26.5 Assumptions for Identifying Treatment Effects

To identify causal effects in non-randomized studies, we typically rely on three key assumptions:

  1. Stable Unit Treatment Value Assumption (SUTVA)
  2. Conditional Ignorability (Unconfoundedness) Assumption
  3. Overlap (Positivity) Assumption

These assumptions ensure that we can properly define and estimate causal effects, mitigating biases from confounders or selection effects.


26.5.1 Stable Unit Treatment Value Assumption

SUTVA consists of two key components:

  1. Consistency Assumption: The treatment indicator \(Z \in \{0,1\}\) adequately represents all versions of the treatment.
  2. No Interference Assumption: A subject’s outcome depends only on its own treatment status and is not affected by the treatment assignments of other subjects.

This assumption ensures that potential outcomes are well-defined and independent of external influences, forming the foundation of Rubin’s Causal Model (RCM). Violations of SUTVA can lead to biased estimators and incorrect standard errors.
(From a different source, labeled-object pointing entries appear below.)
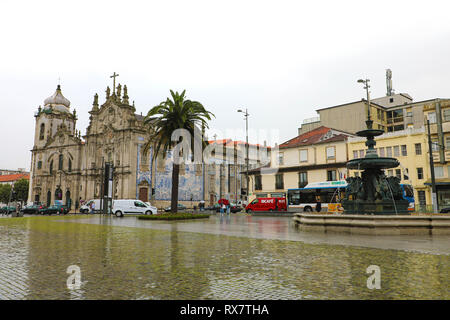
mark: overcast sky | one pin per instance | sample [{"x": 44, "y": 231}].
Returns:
[{"x": 280, "y": 59}]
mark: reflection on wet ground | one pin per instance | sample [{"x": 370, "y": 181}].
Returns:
[{"x": 228, "y": 257}]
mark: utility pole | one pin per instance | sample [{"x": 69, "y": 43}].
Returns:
[
  {"x": 433, "y": 181},
  {"x": 247, "y": 146}
]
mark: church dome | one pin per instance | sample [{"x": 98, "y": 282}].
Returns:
[{"x": 57, "y": 101}]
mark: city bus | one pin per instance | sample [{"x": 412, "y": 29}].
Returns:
[{"x": 330, "y": 193}]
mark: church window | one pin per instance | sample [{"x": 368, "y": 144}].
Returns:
[
  {"x": 60, "y": 162},
  {"x": 41, "y": 132}
]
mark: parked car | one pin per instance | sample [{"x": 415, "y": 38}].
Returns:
[
  {"x": 131, "y": 206},
  {"x": 180, "y": 207},
  {"x": 7, "y": 210},
  {"x": 32, "y": 209},
  {"x": 56, "y": 209},
  {"x": 234, "y": 208}
]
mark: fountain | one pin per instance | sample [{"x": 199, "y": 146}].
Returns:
[{"x": 373, "y": 192}]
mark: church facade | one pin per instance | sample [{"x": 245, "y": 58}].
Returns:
[{"x": 67, "y": 167}]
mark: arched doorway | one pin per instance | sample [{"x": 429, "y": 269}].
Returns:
[
  {"x": 143, "y": 194},
  {"x": 58, "y": 194},
  {"x": 49, "y": 198},
  {"x": 68, "y": 200}
]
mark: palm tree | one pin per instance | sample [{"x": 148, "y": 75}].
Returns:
[{"x": 163, "y": 119}]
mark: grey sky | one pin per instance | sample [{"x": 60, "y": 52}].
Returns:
[{"x": 280, "y": 59}]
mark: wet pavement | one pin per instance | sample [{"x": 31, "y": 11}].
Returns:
[{"x": 223, "y": 257}]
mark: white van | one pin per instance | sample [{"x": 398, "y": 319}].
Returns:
[
  {"x": 132, "y": 206},
  {"x": 86, "y": 207}
]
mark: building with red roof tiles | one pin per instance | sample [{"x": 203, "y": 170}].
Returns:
[{"x": 314, "y": 156}]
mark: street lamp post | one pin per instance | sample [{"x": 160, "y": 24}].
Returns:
[{"x": 246, "y": 133}]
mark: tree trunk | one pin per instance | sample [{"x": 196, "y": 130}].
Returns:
[{"x": 175, "y": 176}]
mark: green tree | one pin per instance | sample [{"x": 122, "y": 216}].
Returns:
[
  {"x": 21, "y": 189},
  {"x": 5, "y": 191},
  {"x": 163, "y": 119}
]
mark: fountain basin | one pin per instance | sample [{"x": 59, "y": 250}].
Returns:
[{"x": 373, "y": 224}]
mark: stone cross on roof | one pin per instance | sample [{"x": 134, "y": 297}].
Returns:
[{"x": 114, "y": 82}]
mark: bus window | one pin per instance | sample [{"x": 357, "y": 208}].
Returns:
[{"x": 294, "y": 197}]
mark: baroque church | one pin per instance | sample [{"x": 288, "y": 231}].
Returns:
[{"x": 67, "y": 166}]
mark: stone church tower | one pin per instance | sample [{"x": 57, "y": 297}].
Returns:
[{"x": 66, "y": 166}]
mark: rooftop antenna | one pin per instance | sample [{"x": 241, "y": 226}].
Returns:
[{"x": 390, "y": 91}]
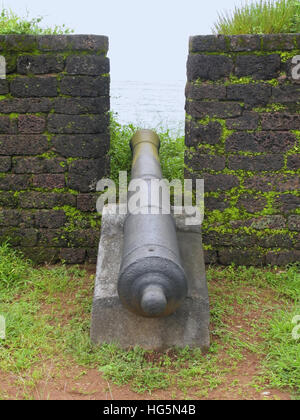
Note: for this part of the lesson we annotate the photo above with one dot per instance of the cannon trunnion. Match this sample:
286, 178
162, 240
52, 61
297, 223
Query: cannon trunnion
152, 281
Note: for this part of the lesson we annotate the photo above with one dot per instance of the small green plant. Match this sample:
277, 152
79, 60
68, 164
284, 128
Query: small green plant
11, 23
261, 17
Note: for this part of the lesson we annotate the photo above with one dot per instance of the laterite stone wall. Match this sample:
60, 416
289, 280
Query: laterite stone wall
242, 137
54, 139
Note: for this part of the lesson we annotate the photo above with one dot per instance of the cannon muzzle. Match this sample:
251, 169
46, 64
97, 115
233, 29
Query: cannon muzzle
152, 282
Let \(Y_i(Z)\) denote the potential outcome for unit \(i\) under treatment assignment \(Z\), where \(Z \in \{0,1\}\) represents a binary treatment.

SUTVA states that:

\[ Y_i(Z) = Y_i(Z, \mathbf{Z}_{-i}) \]

where \(\mathbf{Z}_{-i}\) denotes the treatment assignments of all other units except \(i\). If SUTVA holds, then:

\[ Y_i(Z) = Y_i(Z, \mathbf{Z}_{-i}) \quad \forall \mathbf{Z}_{-i}. \]

This implies that unit \(i\)’s outcome depends only on its own treatment status and is unaffected by the treatment of others.


26.5.1.1 Implications of SUTVA

If SUTVA holds, the Average Treatment Effect is well-defined as:

\[ \text{ATE} = \mathbb{E}[Y_i(1)] - \mathbb{E}[Y_i(0)]. \]

However, if SUTVA is violated, standard causal inference methods may fail. Common violations include:

  • Interference (Spillover Effects): The treatment of one unit influences another’s outcome.
    • Example: A marketing campaign for a product influences both treated and untreated customers through word-of-mouth effects.
    • Solution: Use spatial econometrics or network-based causal inference models to account for spillovers.
  • Treatment Inconsistency: Multiple versions of a treatment exist but are not explicitly modeled.
    • Example: Different incentive levels in a sales promotion may have different effects.
    • Solution: Explicitly define and distinguish different treatment versions using principal stratification.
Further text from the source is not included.